Your description sounds right to me. During automatic client relay selection the client pings (ICMP) each of the relays with increasing TTL until they get a response.

FYI, there is also a fallback setting, where you enter a relay. If they can’t get

anything

to work, they just try connecting to that entry without ping.

–Jim

(imported comment written by BenKus)

Two thoughts:

  • Make sure the relay has the right DNS name so that the agents can reach it (there is a Task to change the default name if you need to).
  • Note that the agents will only see the updated relay list after you send out an action (any action) as a master operator after the relay is installed (because the updated relay list is sent out for every action).

Ben

(imported comment written by SystemAdmin)

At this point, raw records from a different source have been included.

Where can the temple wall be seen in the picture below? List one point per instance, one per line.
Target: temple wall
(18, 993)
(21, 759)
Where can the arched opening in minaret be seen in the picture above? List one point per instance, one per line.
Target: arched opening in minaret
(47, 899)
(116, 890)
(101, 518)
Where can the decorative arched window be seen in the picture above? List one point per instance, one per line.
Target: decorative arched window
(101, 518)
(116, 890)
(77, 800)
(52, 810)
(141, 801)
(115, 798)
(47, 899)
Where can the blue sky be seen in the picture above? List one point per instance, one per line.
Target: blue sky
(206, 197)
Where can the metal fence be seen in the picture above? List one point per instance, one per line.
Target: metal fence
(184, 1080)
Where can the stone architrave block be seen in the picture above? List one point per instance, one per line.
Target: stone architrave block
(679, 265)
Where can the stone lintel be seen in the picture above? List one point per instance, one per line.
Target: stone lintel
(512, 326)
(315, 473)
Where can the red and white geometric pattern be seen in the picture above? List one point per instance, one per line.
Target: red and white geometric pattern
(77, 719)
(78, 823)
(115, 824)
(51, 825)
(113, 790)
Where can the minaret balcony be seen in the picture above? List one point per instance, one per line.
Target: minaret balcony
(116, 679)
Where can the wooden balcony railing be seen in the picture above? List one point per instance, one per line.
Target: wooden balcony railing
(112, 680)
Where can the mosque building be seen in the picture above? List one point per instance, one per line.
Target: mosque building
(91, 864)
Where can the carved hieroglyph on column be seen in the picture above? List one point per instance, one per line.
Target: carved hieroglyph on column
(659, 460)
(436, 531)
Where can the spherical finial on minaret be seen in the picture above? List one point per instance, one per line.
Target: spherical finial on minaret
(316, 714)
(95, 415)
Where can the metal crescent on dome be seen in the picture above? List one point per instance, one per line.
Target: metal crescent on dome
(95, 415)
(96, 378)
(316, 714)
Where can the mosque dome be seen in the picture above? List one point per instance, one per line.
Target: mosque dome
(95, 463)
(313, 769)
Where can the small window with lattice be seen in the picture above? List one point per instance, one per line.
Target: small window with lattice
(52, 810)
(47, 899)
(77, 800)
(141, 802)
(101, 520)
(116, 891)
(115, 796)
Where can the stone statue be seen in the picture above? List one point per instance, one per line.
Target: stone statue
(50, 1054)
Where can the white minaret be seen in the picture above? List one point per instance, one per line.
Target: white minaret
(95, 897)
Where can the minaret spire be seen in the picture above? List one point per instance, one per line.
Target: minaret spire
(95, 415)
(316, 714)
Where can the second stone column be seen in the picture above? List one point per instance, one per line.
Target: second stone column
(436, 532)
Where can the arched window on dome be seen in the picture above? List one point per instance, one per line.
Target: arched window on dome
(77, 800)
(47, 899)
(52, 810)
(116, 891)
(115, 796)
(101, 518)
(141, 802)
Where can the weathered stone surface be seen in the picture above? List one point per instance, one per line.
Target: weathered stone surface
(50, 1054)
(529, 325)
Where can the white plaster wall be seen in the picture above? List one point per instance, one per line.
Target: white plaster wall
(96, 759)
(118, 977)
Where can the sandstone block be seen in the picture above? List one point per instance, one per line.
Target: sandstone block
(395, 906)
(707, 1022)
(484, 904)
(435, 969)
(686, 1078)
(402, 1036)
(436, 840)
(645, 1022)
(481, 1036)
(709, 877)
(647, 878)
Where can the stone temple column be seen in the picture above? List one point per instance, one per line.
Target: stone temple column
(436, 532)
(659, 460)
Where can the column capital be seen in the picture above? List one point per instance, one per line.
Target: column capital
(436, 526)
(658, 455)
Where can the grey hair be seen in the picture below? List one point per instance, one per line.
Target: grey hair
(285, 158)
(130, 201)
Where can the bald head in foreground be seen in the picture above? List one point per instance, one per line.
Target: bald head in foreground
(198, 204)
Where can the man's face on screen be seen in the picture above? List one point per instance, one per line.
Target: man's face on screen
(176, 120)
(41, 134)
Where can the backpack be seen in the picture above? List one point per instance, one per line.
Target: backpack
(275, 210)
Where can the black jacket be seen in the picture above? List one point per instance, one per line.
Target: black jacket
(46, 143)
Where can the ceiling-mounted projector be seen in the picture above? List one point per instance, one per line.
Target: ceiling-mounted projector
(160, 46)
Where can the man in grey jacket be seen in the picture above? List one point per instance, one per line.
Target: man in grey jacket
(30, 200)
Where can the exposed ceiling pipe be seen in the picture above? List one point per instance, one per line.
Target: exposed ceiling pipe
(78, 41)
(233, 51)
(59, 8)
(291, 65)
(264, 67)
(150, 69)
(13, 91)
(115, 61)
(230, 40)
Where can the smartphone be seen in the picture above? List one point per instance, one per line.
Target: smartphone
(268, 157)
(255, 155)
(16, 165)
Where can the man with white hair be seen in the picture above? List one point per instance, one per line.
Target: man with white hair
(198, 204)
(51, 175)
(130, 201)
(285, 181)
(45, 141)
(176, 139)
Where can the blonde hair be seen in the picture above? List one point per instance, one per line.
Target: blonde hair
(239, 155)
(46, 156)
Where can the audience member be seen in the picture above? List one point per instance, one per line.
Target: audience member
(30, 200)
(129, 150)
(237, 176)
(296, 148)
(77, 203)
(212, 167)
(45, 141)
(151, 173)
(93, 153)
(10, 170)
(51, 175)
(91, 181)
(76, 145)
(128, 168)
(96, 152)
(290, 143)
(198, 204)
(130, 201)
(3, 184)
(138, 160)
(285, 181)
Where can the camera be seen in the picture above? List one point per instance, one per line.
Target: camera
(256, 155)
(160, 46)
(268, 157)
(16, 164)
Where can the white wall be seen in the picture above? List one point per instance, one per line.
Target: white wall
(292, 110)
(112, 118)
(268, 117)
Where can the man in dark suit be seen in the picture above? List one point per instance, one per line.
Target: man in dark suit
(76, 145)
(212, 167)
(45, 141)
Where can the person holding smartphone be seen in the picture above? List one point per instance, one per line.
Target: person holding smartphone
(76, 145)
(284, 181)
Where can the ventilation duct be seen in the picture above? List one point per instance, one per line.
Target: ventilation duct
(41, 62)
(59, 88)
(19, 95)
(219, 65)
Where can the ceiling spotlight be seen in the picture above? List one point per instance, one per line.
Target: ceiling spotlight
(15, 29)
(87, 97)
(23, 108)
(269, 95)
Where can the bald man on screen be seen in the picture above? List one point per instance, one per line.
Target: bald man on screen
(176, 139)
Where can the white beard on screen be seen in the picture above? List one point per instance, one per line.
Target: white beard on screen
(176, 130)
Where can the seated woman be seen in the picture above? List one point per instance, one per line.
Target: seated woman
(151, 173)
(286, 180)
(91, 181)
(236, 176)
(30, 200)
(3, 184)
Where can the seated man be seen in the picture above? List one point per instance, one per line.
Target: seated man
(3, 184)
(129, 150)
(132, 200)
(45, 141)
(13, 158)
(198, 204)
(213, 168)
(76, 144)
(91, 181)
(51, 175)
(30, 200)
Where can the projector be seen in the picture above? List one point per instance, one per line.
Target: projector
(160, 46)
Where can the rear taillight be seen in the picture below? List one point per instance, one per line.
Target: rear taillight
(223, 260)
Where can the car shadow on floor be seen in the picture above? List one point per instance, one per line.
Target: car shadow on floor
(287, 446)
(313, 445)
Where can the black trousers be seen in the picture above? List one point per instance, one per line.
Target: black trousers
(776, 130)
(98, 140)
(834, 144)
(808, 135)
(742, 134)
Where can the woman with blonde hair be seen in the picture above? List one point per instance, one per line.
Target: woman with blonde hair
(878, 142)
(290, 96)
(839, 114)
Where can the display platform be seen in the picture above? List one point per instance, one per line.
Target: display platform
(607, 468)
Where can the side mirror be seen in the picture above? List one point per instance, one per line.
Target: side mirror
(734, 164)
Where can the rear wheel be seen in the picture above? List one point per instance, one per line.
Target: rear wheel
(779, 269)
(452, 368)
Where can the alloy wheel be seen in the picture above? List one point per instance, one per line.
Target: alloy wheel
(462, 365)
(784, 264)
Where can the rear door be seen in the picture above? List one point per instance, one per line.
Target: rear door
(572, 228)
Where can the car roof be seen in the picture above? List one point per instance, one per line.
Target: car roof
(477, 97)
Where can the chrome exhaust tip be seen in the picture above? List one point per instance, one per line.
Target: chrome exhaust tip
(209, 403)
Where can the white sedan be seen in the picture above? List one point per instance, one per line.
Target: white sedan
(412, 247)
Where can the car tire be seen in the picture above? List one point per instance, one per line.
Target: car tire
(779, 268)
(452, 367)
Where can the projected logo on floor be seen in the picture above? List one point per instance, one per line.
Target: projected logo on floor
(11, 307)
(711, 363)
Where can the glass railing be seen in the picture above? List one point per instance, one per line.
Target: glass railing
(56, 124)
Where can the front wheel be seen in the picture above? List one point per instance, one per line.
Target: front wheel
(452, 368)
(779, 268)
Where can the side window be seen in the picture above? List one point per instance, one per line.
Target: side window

When set to Automatic relay selection and the Name Override setting (to look at IP address, instead of DNS), clients still get associated with a far of relay 4 hop-counts away while there is a 1 hop-count away relay available.

Have checked the foll -

Relay.dat file — has all IP addresses of all relays

no firewall / nat rules blocking traffic between clients - relays - BES server

selection is automatic

ICMP is enabled

relays are working fine (as they are still supporting other systems)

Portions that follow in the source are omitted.